128 threads and low PPD

Moderators: Site Moderators, FAHC Science Team

Skillz
Posts: 29
Joined: Sun Feb 10, 2008 8:19 pm

128 threads and low PPD

Post by Skillz »

A friend of mine on my team is running some CPU work on his big rigs and has experienced some issues with a8. He has 128 threads and a7 will scale to utilize all threads on the system while a8 will only use 64 threads. Is this by design? A bug? Bad configuration?
FahCore_a7 scales easily to 128 threads.
FahCore_a8 only scales to 64 threads. When loaded into a 128-threaded slot, it logs this…
ERROR:128 OpenMP threads were requested. Since the non-bonded force buffer reduction is prohibitively slow with more than 64 threads, we do not allow this. Use 64 or less OpenMP threads.​
…and starts singlethreaded. :facepalm:

Edit: dual EPYC 7452, TDP/PPT set to 180 W:
FahCore_a8 in a 64-threaded slot (other 64 threads unused): 170 kPPD
FahCore_a7 in a 128-threaded slot: 2.8 M PPD
Quoted from here: https://forums.anandtech.com/threads/fo ... t-40423126

He wishes to keep his overall online foot print low, so he doesn't want to create a new account here. Hence why I am posting this on his behalf.

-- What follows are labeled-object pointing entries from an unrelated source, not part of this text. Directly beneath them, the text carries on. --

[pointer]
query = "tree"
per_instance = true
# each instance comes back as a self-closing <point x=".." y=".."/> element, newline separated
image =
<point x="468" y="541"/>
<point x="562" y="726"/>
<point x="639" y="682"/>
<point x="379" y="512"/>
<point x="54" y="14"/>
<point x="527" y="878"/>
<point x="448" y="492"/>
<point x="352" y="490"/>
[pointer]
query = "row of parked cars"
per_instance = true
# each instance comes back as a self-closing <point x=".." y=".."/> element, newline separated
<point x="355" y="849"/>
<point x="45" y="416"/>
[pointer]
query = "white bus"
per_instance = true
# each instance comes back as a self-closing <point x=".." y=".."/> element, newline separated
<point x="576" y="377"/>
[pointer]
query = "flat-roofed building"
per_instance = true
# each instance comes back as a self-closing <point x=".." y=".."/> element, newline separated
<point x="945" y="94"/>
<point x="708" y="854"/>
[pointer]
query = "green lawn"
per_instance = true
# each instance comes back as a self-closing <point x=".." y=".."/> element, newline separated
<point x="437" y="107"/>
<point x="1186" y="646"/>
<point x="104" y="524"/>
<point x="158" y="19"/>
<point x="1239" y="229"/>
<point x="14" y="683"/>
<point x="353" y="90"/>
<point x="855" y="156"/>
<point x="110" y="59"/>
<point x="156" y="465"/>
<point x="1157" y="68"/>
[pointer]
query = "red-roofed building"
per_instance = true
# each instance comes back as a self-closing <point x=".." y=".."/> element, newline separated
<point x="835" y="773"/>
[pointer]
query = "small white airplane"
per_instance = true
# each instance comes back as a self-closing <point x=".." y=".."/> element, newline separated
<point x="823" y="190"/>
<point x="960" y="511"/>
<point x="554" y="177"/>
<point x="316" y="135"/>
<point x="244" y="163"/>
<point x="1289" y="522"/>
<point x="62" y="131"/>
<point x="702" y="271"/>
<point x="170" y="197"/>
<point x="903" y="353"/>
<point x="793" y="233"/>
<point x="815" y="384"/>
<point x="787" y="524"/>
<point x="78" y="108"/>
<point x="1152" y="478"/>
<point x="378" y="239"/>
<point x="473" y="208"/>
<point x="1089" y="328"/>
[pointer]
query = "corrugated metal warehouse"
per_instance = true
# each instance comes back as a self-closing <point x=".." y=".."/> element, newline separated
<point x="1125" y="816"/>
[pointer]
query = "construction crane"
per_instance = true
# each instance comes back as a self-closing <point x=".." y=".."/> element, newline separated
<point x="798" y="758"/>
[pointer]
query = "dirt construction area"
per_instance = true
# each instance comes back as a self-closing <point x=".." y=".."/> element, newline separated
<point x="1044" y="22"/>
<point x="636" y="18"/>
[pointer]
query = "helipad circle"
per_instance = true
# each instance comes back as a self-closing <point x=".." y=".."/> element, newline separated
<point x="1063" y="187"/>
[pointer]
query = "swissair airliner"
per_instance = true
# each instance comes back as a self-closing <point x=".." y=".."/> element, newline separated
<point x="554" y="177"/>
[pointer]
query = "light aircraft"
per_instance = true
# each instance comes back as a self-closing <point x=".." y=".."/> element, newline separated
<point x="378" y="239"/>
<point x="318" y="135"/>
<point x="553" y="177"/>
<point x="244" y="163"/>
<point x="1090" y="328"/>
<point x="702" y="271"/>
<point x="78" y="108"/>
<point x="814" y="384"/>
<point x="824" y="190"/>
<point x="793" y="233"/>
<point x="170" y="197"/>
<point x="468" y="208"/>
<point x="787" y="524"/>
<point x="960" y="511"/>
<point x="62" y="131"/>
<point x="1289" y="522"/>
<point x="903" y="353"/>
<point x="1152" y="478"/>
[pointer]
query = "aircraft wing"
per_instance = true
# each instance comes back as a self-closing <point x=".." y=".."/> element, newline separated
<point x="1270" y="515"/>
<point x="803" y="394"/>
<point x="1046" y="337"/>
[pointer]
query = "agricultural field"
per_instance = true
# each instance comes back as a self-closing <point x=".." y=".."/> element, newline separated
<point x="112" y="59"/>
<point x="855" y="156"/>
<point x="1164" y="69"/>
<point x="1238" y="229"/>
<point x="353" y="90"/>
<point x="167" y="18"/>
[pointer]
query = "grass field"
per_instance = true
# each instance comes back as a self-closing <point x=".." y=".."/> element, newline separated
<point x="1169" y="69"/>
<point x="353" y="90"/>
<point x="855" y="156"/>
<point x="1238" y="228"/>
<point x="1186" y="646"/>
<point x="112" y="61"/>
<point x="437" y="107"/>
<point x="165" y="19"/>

Additionally, another member on my team experiences the same low PPD, but doesn't have any rigs larger than 64 threads.
That has been my experience as well, outside of that I do not have any machines that are 64 threads or higher. I was excited to get an A8 task thinking the PPD would be much better due to AVX2/FMA3 and it being a newer core, but the PPD was significantly lower than A7 tasks on both a Ryzen 3950x and Haswell Xeon.
As seen in this post here: https://forums.anandtech.com/threads/fo ... t-40423149
bruce
Posts: 20824
Joined: Thu Nov 29, 2007 10:13 pm
Location: So. Cal.

Re: 128 threads and low PPD

Post by bruce »

FAH requires frequent inter-process syncing. When the gromacs.org folks measure performance and they observe that N+K processes runs slower than N processes, they tend to limit the FAHCore version to run with no more than N threads. While there may be special options that allow gromacs to work efficiently with N+K threads on a dedicated installation, it's not reasonable to expect FAH Donors to manage those options. After all, FAH is designed for the *@home market, and not many people actually have a home computer with that many threads.

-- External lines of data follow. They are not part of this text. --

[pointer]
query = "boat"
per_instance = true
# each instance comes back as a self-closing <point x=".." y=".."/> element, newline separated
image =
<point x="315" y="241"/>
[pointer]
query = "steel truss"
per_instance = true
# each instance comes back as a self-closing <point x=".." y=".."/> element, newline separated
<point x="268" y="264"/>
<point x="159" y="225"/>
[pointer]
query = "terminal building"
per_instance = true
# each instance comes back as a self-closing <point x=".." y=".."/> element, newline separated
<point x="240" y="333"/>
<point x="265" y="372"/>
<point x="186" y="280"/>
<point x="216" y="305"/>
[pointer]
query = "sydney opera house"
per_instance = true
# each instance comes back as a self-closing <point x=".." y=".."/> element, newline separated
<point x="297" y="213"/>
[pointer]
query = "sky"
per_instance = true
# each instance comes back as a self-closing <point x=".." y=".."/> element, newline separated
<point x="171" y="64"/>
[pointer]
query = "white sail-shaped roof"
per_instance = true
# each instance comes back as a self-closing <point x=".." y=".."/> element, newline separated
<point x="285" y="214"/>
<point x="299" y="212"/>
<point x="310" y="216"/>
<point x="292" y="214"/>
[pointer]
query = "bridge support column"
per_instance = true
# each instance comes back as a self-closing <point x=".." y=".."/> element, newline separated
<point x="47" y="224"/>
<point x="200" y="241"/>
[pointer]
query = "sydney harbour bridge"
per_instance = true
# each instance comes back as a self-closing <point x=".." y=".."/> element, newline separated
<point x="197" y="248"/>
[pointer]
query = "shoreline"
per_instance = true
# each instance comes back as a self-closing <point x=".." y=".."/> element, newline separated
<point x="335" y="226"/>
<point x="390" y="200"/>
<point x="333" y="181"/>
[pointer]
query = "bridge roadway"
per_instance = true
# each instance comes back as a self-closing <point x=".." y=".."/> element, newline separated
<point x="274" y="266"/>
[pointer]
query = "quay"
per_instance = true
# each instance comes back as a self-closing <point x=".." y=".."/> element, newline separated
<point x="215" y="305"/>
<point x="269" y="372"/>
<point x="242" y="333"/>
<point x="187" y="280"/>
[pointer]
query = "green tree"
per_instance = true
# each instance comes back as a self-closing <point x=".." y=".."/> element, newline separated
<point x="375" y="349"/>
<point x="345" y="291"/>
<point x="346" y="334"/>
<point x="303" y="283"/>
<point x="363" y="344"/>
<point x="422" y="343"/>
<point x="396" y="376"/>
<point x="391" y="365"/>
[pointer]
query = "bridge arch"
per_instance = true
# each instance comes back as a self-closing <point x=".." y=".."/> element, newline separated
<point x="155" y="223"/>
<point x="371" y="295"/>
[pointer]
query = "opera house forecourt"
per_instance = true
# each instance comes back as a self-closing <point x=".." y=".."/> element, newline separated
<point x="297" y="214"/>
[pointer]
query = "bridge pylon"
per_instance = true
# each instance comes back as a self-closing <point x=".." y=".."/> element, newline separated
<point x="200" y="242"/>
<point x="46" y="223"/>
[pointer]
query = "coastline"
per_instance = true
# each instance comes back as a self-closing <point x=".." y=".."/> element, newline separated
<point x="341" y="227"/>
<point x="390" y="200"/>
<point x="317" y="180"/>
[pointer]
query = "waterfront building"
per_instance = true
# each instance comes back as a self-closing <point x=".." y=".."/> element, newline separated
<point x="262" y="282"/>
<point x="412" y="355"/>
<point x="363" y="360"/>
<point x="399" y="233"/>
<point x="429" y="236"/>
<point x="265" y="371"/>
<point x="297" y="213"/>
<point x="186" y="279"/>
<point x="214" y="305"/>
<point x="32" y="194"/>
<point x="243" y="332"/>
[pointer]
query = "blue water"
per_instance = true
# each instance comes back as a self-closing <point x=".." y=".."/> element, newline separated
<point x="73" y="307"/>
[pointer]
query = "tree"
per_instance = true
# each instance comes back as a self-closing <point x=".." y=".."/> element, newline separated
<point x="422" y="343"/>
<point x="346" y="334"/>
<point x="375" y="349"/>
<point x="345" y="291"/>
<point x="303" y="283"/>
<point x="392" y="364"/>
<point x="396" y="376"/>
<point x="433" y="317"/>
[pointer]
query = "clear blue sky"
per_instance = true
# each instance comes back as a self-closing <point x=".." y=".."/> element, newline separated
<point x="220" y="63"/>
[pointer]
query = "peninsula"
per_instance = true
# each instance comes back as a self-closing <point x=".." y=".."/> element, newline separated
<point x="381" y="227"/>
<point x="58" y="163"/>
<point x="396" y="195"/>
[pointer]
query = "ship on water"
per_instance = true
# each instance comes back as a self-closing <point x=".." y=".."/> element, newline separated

FAH's development resources are severely limited and they have to concentrate on things that make FAH run better for the masses, not for a select few. If you happen develop test reports that show how overall FAH performace can be improved, feel free to submit Open_Source suggestions on github. sSubtract the costs associated with testing and implementing your idea from the total benefit to FAH before expecting anything to happen.
Joe_H
Site Admin
Posts: 7937
Joined: Tue Apr 21, 2009 4:41 pm
Hardware configuration: Mac Pro 2.8 quad 12 GB smp4
MacBook Pro 2.9 i7 8 GB smp2
Location: W. MA

Re: 128 threads and low PPD

Post by Joe_H »

One known issue with the A8 folding core is that an option that would make it more compatible with very large core count processors and multi-processor systems was not selected for the distributed executable. They ran into an issue with that turned on during development, and removed that optimization from the current version of the core being distributed. They may revisit that decision if/when they find the cause and release a newer version of A8.

The tradeoff then was between getting out a new CPU folding core that supported new features related to folding science and would also support ARM processors with the ability to run on most commonly seen hardware, versus taking more time to get out a version that would run efficiently on a small portion of the hardware.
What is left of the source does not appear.